Design and lighting design. Projects: luminous clothes, LED suits
– Video dress, under the fabric of which 15,000 LEDs are mounted. One dress shows on the LED screen the silhouettes of sharks in the sea, and the other shows the phases of flowering roses. The effect fascinates with its duality: free white material that hides the glowing dots of LEDs and image distortion, which seems pulsating outside of existence.
– for Philip Treacy, the idea of weightlessness was used. The light trail from the LED strip around the model’s head, as if not touching the body, but is floating in the air. They managed to achieve this effect by installing a compact propeller on the head, in which each blade ends with a line of LEDs. When the propeller comes into motion, the blades are hidden from view and only the halo light effect from the LED’s remains.
– part of the closing ceremony of the 2012 Olympic Games in London, presented a collection of carnival costumes in the style of Rio de Janeiro with LEDs. One hundred and forty LED chips were mounted in suits, programmed to pulsate to the rhythm of Brazilian drums.
– specially for the Audi event at the 83rd International Motor Show in Geneva, futuristic costumes were developed for dancers by Moritz Waldemeyer
Lighting Design: Moritz Waldemeyer
Moritz creates not only original clothes or arranges light performances. He put his hand to the creation of lamps. Lighting design and work with light in its various manifestations constantly occupy the designer:
– Candel – candles in the wind for the Ingo Maurer factory – a revolutionary lighting concept that uses LED technology to recreate lighting from a deep past. The lamp imitates the shape and effect of the candle, its flame, and at the same time is a complex modern product.

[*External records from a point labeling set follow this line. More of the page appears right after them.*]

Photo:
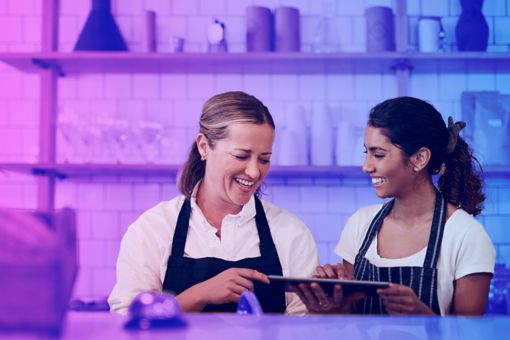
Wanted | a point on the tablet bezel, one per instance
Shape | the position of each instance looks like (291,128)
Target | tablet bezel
(348,286)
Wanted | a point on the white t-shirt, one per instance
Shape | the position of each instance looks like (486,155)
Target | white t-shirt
(146,246)
(465,249)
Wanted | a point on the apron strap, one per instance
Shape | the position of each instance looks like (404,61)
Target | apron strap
(181,230)
(375,226)
(436,233)
(267,247)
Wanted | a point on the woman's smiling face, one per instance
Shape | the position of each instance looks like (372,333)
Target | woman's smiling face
(386,164)
(237,164)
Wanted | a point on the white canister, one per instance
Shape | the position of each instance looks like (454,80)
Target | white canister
(429,30)
(321,136)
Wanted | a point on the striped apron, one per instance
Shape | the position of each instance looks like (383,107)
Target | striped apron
(423,280)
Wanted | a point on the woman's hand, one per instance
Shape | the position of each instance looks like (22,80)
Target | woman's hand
(317,301)
(401,300)
(228,285)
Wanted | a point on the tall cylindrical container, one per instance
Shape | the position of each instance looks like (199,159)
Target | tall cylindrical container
(259,29)
(287,31)
(380,29)
(429,30)
(150,31)
(321,136)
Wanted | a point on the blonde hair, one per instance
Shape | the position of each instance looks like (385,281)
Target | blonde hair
(218,113)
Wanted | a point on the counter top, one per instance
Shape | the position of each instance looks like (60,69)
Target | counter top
(100,325)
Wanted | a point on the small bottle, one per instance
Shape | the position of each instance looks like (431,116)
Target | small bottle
(216,37)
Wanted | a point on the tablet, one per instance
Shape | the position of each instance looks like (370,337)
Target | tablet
(348,286)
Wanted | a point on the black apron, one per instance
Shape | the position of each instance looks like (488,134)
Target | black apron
(184,272)
(423,280)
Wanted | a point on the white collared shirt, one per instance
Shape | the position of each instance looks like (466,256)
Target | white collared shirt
(146,246)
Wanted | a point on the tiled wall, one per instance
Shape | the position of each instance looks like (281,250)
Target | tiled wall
(106,205)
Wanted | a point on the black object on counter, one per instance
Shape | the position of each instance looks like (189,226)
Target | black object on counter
(100,32)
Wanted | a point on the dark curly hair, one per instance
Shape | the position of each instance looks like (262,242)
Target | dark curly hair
(411,123)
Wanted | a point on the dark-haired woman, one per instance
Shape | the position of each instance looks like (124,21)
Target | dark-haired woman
(424,240)
(218,239)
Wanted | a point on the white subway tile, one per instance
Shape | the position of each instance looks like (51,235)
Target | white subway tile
(504,200)
(174,86)
(31,85)
(368,86)
(91,196)
(287,197)
(359,33)
(451,85)
(105,225)
(229,82)
(425,86)
(197,30)
(237,7)
(118,197)
(24,113)
(74,7)
(118,86)
(312,86)
(12,196)
(313,199)
(130,109)
(188,113)
(258,86)
(497,228)
(112,252)
(13,137)
(212,8)
(284,86)
(328,228)
(145,196)
(481,81)
(160,7)
(126,26)
(31,29)
(340,86)
(103,280)
(266,3)
(169,27)
(83,284)
(92,254)
(91,86)
(201,86)
(188,7)
(146,86)
(30,142)
(339,200)
(235,31)
(84,225)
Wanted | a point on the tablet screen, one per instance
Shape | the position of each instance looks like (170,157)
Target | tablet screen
(348,286)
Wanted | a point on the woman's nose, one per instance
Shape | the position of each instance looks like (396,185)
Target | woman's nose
(252,169)
(367,166)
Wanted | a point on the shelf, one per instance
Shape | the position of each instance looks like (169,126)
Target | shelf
(64,171)
(269,62)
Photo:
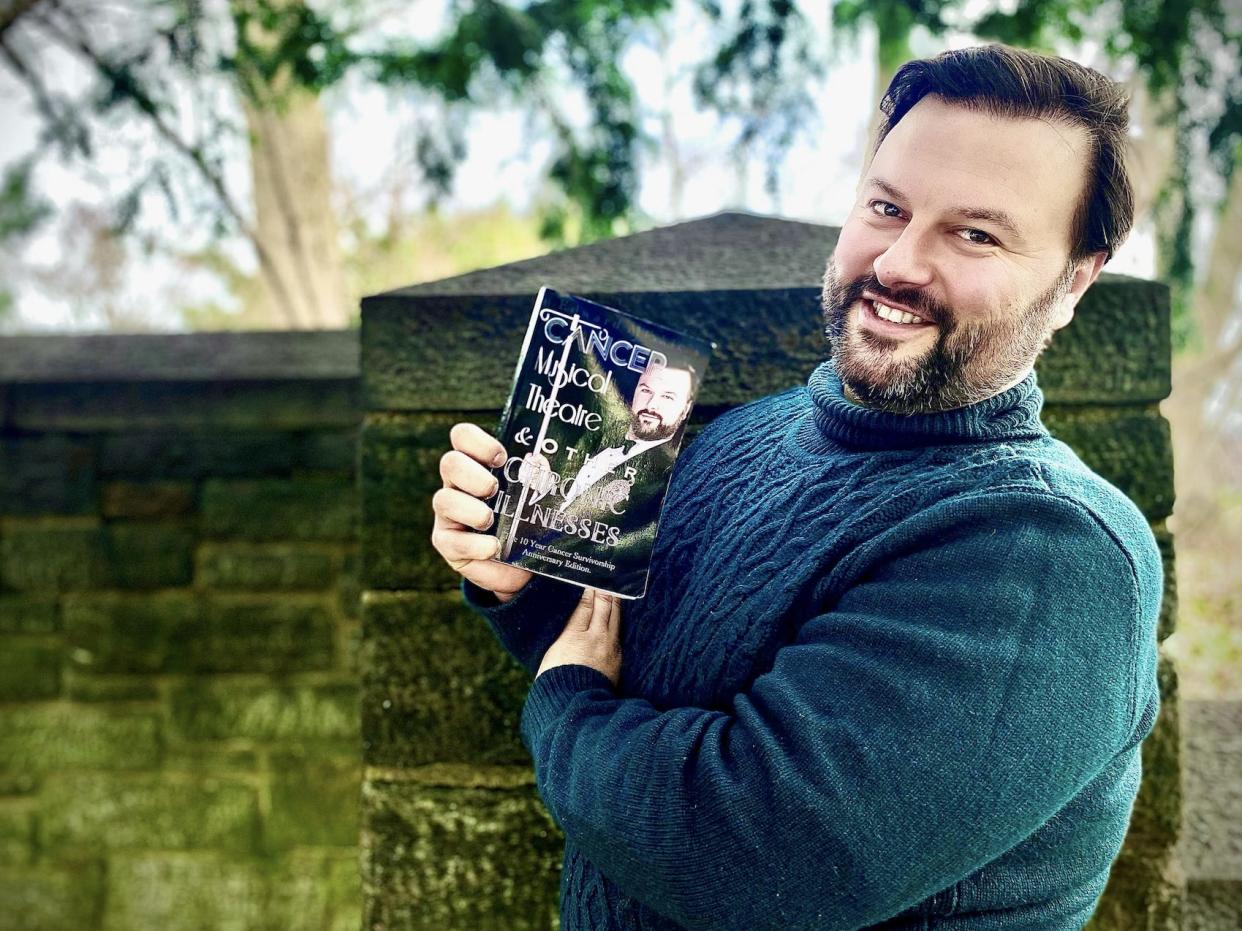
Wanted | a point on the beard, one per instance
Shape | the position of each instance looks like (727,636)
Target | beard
(660,430)
(966,364)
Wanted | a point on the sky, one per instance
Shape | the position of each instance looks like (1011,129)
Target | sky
(504,164)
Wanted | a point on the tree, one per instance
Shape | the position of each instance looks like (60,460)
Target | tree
(277,56)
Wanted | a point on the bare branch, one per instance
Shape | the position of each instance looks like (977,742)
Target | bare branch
(13,10)
(193,153)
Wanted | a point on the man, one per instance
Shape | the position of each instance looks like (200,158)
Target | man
(898,651)
(658,410)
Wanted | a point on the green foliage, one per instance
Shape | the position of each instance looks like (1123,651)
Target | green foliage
(21,210)
(758,76)
(1179,47)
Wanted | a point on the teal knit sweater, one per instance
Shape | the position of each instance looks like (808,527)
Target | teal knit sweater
(891,670)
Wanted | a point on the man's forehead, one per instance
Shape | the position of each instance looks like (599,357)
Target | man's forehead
(1016,175)
(666,377)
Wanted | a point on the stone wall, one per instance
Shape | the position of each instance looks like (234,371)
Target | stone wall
(178,632)
(453,832)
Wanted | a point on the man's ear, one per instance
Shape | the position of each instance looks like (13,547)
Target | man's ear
(1086,273)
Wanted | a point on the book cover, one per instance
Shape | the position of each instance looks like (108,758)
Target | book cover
(593,427)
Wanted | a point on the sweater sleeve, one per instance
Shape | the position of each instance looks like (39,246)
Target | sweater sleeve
(528,623)
(980,668)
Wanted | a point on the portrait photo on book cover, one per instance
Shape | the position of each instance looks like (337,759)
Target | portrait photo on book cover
(594,425)
(621,482)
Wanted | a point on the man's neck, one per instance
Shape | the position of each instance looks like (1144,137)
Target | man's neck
(853,399)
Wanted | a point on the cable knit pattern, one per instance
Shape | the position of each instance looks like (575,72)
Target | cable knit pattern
(891,672)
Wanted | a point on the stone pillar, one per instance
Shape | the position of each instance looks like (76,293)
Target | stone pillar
(453,832)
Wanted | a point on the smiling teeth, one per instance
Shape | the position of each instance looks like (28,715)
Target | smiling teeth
(894,315)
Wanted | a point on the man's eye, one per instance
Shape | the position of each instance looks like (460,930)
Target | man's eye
(988,240)
(884,204)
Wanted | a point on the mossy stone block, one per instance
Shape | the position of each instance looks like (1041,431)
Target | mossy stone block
(31,613)
(252,633)
(1169,603)
(144,500)
(16,832)
(56,559)
(143,555)
(92,811)
(266,566)
(458,859)
(436,685)
(399,473)
(316,889)
(1212,838)
(170,632)
(1130,447)
(83,687)
(349,585)
(54,737)
(29,670)
(184,405)
(51,898)
(1145,890)
(329,451)
(1117,349)
(198,453)
(314,800)
(260,710)
(68,559)
(131,633)
(46,474)
(280,509)
(1158,811)
(184,893)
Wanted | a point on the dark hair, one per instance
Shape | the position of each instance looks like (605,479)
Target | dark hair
(1012,82)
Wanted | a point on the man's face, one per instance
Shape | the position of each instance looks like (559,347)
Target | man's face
(961,219)
(660,402)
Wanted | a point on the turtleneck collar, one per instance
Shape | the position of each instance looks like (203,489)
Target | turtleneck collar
(1011,415)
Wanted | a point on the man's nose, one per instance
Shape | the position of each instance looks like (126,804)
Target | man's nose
(906,263)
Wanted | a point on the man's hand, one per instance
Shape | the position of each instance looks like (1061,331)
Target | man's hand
(458,505)
(591,637)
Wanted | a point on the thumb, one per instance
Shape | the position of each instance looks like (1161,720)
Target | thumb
(581,617)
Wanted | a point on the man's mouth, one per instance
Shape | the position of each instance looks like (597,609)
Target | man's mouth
(891,319)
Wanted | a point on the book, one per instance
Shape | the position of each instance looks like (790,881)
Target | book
(593,427)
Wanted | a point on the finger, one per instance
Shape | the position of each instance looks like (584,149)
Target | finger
(477,443)
(581,617)
(460,471)
(458,507)
(496,576)
(461,546)
(600,611)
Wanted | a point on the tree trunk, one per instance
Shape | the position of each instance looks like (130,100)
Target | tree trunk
(294,222)
(893,27)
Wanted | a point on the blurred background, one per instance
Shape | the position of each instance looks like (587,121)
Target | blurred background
(180,165)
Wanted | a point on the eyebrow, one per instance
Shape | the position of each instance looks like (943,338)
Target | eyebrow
(995,216)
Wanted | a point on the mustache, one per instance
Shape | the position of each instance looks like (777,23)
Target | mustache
(915,301)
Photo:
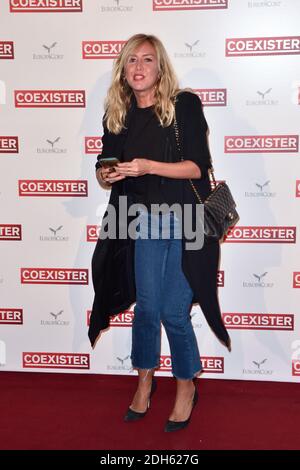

A clean and minimalist design – an open circuit board that houses a modern microprocessor and 256 high-quality LEDs – that’s all it takes to recreate a natural flickering flame. When you look at a lamp from a close distance, it is difficult to distinguish artificial light from real light. This is made possible thanks to the color temperature of the LEDs. And only when you come close to Candel, you begin to distinguish between a digital display that broadcasts the effect of a flame.
– Facet luminaire for Lasvit is created from separate independent glass blocks, each of which has its own light source. A group of diamond-shaped hexagonal elements represents a stacked light object. On the one hand, the Facet lamp seems very concise and graphic. But if you look closely at the profile of the elements, then their shape repeats the contours of classic traditional chandeliers.